Time is the greatest offering we can give our people, and ourselves, especially during the busier holiday months, when it feels particularly scant and when many overspend chasing the “perfect” presents, the “perfect” presentations of a good and happy holiday.
“You want to create memories, not tchotchkes,” says Zagata who increasingly sees Care Partners in his practice.
One gift Zagata recommends is hiring a journalism student or English major from a local school, and having them interview your person. You can transform the resulting conversation into a book the entire family can peruse and enjoy.
And, in our holiday cooking article, we recommended that you reframe meal preparation, transforming that seemingly mundane task into intentional engagement time.
You might also consider strategically incorporating respite care this season, leveraging those additional hours to tend your other holiday responsibilities or nurture your other meaningful relationships.
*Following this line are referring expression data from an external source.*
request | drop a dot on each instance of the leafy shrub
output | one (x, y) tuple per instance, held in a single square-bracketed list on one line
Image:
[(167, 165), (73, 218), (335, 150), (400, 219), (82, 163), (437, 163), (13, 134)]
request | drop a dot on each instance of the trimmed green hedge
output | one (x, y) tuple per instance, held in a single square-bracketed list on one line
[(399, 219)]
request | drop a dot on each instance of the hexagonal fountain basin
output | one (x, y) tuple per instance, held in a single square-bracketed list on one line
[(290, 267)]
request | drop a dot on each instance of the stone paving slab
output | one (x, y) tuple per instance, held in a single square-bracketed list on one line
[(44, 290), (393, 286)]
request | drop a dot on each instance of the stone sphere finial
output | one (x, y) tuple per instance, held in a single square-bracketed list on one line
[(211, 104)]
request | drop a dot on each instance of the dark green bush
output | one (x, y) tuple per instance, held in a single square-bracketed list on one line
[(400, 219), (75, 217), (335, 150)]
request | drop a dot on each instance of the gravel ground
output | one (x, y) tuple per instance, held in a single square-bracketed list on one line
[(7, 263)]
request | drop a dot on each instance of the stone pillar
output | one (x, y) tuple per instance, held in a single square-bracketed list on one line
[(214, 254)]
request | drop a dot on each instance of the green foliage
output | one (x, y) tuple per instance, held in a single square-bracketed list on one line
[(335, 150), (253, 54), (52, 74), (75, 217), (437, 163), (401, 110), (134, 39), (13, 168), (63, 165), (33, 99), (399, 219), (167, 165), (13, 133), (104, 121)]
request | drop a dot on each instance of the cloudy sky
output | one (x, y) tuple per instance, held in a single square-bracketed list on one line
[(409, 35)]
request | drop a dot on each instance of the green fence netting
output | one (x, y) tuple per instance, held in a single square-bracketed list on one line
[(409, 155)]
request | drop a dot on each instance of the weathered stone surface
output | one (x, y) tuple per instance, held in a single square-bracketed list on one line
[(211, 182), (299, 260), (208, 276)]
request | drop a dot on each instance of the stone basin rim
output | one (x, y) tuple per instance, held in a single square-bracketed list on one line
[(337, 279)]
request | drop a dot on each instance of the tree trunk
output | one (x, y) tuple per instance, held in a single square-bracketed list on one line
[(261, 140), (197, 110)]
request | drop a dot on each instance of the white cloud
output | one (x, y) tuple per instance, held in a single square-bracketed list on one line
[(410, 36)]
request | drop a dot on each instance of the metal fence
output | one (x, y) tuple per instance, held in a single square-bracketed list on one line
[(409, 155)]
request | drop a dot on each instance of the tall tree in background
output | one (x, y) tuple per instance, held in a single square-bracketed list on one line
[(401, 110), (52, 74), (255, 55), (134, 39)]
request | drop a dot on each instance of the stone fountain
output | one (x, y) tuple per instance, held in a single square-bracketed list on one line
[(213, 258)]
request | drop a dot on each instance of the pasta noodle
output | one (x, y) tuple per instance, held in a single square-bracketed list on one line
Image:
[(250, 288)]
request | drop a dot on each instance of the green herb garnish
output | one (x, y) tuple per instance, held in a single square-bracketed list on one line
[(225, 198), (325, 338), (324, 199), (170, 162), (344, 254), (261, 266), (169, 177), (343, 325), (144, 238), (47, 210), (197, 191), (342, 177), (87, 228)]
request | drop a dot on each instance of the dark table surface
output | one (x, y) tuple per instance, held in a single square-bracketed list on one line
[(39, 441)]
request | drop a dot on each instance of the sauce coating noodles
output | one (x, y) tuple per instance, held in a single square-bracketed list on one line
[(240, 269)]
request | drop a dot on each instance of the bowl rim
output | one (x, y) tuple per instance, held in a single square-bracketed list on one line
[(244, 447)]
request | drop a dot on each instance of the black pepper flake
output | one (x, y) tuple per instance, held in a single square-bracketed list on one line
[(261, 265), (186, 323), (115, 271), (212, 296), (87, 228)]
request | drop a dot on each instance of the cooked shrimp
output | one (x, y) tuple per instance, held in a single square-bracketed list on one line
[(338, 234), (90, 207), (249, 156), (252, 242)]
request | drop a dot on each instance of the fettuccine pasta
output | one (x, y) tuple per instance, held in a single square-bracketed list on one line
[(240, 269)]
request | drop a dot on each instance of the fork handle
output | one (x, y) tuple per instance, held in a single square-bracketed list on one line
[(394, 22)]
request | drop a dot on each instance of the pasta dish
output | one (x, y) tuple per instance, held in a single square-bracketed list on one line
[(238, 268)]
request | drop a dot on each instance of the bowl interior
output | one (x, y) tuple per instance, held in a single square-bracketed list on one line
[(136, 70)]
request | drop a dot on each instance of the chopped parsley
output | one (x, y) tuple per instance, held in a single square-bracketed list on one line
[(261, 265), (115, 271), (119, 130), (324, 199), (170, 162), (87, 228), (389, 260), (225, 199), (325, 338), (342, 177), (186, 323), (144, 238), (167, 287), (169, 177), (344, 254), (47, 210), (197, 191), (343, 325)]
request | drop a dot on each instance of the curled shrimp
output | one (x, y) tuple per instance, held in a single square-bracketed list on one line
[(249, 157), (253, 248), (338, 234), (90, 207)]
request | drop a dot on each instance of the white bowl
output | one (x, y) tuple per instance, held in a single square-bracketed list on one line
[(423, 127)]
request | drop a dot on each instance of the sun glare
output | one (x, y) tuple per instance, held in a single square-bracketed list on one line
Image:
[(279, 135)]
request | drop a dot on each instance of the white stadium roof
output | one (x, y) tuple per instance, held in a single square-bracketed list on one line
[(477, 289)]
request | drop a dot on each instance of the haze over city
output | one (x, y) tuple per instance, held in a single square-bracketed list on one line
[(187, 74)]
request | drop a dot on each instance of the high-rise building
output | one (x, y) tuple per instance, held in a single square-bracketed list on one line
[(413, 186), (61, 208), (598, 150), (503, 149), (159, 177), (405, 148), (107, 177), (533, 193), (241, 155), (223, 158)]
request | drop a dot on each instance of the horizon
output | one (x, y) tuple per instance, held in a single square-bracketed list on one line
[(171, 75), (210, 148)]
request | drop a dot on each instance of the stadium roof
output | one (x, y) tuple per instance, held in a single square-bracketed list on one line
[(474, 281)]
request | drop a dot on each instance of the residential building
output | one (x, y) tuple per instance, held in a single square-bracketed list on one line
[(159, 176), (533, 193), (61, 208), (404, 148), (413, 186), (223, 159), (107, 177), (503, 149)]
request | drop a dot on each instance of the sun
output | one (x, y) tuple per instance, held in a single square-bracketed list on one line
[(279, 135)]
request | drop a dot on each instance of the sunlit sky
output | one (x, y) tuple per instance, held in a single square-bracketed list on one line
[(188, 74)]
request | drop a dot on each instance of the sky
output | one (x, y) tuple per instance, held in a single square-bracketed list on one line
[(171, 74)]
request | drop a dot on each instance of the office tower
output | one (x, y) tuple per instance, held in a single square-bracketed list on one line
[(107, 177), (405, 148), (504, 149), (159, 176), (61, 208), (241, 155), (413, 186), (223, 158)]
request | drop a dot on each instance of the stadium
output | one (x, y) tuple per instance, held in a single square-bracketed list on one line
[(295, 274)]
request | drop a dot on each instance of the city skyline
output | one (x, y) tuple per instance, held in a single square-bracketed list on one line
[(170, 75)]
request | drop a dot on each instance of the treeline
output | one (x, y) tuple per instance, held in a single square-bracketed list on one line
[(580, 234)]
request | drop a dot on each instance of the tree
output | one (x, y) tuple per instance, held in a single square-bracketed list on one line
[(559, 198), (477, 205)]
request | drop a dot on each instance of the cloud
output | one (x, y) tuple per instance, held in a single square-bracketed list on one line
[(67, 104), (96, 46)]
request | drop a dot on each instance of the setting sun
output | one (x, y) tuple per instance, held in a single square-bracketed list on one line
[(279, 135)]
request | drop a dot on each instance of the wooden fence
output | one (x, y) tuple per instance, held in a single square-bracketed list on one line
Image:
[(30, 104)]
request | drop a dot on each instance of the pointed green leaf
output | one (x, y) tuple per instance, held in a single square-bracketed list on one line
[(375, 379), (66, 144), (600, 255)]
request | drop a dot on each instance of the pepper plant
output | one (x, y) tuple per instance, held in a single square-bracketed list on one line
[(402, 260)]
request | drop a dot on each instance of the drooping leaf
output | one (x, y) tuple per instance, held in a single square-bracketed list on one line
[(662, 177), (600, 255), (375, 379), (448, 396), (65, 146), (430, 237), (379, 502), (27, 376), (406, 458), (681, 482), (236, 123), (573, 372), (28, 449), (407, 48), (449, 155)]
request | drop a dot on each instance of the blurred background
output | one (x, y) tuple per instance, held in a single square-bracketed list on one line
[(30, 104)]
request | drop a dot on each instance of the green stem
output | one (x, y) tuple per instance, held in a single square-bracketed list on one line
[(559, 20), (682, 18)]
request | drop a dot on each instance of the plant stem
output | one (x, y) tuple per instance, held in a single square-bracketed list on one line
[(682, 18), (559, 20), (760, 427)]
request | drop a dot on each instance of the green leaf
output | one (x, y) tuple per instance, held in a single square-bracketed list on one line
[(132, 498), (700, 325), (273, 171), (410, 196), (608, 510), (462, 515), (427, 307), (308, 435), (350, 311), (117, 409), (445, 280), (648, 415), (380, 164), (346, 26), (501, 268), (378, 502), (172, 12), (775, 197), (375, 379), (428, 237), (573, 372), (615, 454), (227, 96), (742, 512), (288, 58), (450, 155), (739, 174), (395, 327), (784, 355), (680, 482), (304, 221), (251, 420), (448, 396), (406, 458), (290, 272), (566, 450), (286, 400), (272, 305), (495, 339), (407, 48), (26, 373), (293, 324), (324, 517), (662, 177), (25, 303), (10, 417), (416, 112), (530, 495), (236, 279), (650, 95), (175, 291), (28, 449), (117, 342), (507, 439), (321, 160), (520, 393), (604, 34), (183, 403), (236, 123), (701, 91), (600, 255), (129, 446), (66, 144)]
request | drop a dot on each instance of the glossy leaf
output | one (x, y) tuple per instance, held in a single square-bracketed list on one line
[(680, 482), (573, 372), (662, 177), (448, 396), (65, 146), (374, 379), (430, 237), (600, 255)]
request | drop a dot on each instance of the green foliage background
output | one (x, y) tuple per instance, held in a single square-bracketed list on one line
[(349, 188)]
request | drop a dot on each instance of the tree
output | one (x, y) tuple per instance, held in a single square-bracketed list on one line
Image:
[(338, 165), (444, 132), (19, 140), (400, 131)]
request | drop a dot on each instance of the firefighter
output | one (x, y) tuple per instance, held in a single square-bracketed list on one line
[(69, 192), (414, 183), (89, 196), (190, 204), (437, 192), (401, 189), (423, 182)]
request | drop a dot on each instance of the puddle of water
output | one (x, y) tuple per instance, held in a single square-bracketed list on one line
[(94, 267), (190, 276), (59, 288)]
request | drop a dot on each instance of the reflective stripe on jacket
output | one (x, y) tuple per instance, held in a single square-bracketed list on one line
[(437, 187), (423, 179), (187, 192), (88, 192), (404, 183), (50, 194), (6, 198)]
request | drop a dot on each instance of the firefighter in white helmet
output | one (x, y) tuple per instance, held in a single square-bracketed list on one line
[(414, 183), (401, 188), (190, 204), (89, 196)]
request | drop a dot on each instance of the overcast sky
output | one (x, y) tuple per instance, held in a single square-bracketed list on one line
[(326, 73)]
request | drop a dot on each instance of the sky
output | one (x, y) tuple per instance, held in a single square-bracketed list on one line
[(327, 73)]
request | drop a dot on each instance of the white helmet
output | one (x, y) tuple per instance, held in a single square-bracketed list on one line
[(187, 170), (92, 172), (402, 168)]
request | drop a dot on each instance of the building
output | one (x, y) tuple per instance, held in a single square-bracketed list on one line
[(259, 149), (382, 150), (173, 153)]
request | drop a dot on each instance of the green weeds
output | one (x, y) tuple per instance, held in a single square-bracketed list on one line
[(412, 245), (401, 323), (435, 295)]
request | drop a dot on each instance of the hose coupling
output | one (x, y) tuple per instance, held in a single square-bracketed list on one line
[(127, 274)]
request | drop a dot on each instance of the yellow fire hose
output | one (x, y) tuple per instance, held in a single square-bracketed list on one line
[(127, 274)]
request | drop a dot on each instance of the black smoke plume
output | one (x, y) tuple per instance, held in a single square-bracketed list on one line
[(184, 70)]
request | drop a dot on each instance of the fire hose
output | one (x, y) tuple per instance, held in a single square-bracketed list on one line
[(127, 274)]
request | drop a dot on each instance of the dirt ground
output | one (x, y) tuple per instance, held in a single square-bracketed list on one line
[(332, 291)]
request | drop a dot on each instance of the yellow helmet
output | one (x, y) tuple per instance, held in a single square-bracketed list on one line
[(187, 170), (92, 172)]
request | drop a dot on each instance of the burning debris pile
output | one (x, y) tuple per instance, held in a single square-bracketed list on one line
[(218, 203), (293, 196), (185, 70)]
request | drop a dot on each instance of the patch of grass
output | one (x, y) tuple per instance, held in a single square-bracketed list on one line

“We have the evidence now that there are many benefits to respite. One is emotional wellbeing of the family caregiver reducing stress. That can impact health,” says Jill Kagan, director at the ARCH National Respite Network and Resource Center. “[Respite affords] time to increase opportunities for socialization.”
Respite care can be expensive, however, so Care Partners will need to budget and get creative when planning to include it. That might mean asking friends and family for help, or exploring public funding or grants such as Hilarity for Charity’s Caregiver Respite Program.
Whatever you do, both Zagata and Kagan stress that it’s critical to book respite care early, and Zagata adds that, when you’re budgeting, you should also consider how you’ll spend that time away.
“Respite care is one expense, but then what are you doing for yourself during that time?” he asks. “If you go out with friends, or have spa time, there’s money involved.”
Get clear on your budget so that you feel confident spending your most valuable asset — your time — this season.
“Fundamentally, you can’t really make decisions about what you can or cannot spend, unless you have a written budget,” Zagata says. “You have to do it because it gives you a baseline of reality, because then you can make informed decisions about ‘Do I spend this? Don’t I spend this?’”
Zagata suggests that Care Partners ask their support networks for help, too.
“Don’t take the whole burden of it, or it’s going to be really overwhelming,” he says.
And, it’s never too late (and, Zagata says, never too early) to see a financial planner.
When we are feeling emotional, it’s easier to be fiscally irresponsible. An objective third party can support us in making clear-eyed choices that benefit us and the people we love.
“Nobody cares what you’ve done in the past,” Zagata says.
What is most important is how you answer the question, “Am I going to make every correct decision going forward?”